Activity recognition “in the Lab” usually works well. However, it is not true in the real world. In this workshop, we also solicit the experiences from real world applications. There is a huge gap/valley between “Lab Environment” and “Real World Environment”. Large scale human activity sensing corpus will help to overcome this gap/valley.

Sensing Devices and Systems

Data collection is not only performed by the “off the shelf” sensors. There is a requirement to develop some special devices to obtain some sort of information. There is also a research area about the development or evaluate the system or technologies for data collection.

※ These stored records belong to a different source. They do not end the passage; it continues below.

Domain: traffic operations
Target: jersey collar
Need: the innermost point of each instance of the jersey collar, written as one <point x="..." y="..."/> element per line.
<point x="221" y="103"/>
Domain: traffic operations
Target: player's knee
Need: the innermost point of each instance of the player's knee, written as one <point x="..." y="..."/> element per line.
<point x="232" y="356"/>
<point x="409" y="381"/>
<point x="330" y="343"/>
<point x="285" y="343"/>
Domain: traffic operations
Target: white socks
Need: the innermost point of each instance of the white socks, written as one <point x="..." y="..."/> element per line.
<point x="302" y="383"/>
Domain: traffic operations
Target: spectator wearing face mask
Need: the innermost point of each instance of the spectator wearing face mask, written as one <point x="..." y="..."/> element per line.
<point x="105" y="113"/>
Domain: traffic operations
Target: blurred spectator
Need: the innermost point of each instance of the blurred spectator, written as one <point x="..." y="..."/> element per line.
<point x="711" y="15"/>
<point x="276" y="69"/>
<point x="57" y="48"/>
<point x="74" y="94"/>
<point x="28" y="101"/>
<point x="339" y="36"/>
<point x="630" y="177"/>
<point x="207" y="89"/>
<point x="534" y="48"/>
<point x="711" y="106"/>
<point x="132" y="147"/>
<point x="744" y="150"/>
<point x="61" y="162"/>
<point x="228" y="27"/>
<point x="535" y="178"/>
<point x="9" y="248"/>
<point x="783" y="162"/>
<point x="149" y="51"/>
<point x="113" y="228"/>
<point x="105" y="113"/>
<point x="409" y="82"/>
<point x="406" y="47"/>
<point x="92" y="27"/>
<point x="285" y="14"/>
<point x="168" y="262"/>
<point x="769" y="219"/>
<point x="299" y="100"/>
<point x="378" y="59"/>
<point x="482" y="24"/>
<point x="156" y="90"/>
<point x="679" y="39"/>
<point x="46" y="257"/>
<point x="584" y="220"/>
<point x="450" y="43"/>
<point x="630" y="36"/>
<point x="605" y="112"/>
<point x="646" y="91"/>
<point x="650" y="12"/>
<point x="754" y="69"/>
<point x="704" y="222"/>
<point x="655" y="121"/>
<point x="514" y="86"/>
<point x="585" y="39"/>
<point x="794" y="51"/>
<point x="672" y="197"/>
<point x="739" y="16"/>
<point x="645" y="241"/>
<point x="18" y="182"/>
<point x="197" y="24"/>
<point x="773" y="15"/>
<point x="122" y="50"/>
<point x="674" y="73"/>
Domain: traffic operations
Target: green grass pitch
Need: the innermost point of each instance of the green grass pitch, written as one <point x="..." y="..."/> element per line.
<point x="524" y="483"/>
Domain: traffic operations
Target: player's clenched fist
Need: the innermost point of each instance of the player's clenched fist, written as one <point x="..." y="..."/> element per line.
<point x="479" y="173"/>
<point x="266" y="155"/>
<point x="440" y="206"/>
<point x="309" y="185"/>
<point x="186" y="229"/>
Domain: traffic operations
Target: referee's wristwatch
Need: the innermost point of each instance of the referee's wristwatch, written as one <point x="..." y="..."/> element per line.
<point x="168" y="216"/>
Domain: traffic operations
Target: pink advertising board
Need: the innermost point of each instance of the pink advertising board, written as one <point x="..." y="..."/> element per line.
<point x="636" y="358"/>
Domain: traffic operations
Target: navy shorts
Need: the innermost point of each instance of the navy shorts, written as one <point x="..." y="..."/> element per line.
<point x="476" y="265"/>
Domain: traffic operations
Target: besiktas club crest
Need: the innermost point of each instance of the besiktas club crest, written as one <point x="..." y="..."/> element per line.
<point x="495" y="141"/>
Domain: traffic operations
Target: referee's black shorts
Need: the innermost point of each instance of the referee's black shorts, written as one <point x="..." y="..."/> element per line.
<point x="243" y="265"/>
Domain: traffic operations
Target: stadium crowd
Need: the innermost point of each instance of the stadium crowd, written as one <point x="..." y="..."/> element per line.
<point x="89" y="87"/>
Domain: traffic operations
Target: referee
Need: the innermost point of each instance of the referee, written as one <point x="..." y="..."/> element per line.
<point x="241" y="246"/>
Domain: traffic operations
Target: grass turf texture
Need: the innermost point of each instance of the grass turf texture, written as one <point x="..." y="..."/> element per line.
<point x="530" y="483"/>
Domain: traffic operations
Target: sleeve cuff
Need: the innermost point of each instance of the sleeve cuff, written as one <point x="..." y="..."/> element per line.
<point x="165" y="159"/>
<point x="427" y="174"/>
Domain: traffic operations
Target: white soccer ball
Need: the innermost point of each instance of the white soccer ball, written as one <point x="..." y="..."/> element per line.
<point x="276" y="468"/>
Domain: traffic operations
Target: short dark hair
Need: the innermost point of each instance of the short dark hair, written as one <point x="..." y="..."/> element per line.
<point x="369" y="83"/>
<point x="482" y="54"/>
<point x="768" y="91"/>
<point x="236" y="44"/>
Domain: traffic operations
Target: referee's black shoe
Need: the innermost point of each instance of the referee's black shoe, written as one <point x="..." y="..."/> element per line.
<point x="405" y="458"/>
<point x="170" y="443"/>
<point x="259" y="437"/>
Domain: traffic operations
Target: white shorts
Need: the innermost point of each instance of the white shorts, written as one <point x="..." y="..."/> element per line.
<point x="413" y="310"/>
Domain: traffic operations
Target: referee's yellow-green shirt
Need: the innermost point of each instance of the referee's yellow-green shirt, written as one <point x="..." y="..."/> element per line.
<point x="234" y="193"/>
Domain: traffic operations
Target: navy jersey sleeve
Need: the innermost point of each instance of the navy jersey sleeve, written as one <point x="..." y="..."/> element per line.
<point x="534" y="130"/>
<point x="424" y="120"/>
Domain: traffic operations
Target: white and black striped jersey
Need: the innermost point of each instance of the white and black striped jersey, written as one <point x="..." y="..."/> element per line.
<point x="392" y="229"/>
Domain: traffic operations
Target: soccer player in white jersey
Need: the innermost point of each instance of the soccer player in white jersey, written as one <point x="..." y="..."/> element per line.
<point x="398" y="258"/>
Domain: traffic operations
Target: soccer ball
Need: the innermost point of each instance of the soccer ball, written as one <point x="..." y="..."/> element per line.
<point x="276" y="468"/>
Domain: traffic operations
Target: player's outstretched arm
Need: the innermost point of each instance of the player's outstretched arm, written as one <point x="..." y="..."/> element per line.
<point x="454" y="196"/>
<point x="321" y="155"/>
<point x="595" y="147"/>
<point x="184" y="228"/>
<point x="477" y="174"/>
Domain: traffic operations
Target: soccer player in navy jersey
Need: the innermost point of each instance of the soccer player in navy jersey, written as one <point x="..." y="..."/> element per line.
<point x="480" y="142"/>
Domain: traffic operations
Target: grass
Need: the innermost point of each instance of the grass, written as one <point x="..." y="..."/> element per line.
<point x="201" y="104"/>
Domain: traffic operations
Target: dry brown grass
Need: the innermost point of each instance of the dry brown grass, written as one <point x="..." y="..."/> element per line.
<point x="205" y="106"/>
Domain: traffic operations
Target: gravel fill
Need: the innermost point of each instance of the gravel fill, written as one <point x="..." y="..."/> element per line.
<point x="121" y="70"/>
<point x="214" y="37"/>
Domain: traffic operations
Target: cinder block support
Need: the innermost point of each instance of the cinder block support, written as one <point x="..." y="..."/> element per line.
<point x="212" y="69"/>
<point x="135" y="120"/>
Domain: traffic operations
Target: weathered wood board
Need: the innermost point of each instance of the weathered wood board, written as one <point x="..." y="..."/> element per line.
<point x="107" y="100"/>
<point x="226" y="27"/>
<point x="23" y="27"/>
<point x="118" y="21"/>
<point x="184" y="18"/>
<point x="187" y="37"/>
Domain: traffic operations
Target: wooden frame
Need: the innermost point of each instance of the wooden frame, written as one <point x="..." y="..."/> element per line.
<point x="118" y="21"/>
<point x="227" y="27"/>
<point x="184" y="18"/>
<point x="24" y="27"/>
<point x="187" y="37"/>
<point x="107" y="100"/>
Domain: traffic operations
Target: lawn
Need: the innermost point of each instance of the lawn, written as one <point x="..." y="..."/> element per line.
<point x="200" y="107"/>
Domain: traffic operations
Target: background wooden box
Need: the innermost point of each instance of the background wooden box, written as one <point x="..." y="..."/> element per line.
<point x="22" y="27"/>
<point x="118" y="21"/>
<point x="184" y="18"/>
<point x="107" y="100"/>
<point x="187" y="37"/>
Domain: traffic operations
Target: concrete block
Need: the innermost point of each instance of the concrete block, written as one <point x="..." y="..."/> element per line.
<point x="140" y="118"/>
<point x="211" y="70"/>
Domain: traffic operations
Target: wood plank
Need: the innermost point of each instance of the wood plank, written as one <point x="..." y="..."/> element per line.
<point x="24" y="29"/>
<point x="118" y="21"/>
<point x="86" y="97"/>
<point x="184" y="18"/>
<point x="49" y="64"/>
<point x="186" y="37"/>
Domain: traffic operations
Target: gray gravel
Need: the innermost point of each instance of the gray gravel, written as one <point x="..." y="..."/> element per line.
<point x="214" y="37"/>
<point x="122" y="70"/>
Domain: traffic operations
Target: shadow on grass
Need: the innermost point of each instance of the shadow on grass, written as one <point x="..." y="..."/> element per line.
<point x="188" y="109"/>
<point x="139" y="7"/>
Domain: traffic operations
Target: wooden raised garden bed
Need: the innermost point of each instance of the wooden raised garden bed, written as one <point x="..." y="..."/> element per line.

In light of this year's special emphasis on open-ended contextual awareness, we wish cover these topics as well:

Mobile experience sampling, experience sampling strategies:

Advances in experience sampling approaches, for instance intelligently querying the user or using novel devices (e.g. smartwatches) are likely to play an important role to provide user-contributed annotations of their own activities.

Unsupervised pattern discovery

Discovering meaningful repeating patterns in sensor data can be fundamental in informing other elements of a system generating an activity corpus, such as inquiring user or triggering annotation crowd sourcing.

Dataset acquisition and annotation through crowdsourcing,

A wide abundance of sensor data is potentially in reach with users instrumented with their mobile phones and other wearables. Capitalising on crowd-sourcing to create larger datasets in a cost effective manner may be critical to open-ended activity recognition. Online datasets could also be used to bootstrap recognition models.

Transfer learning, semi-supervised learning, lifelong learning

The ability to translate recognition models across modalities or to use minimal supervision would allow to reuse datasets across domains and reduce the costs of acquiring annotations.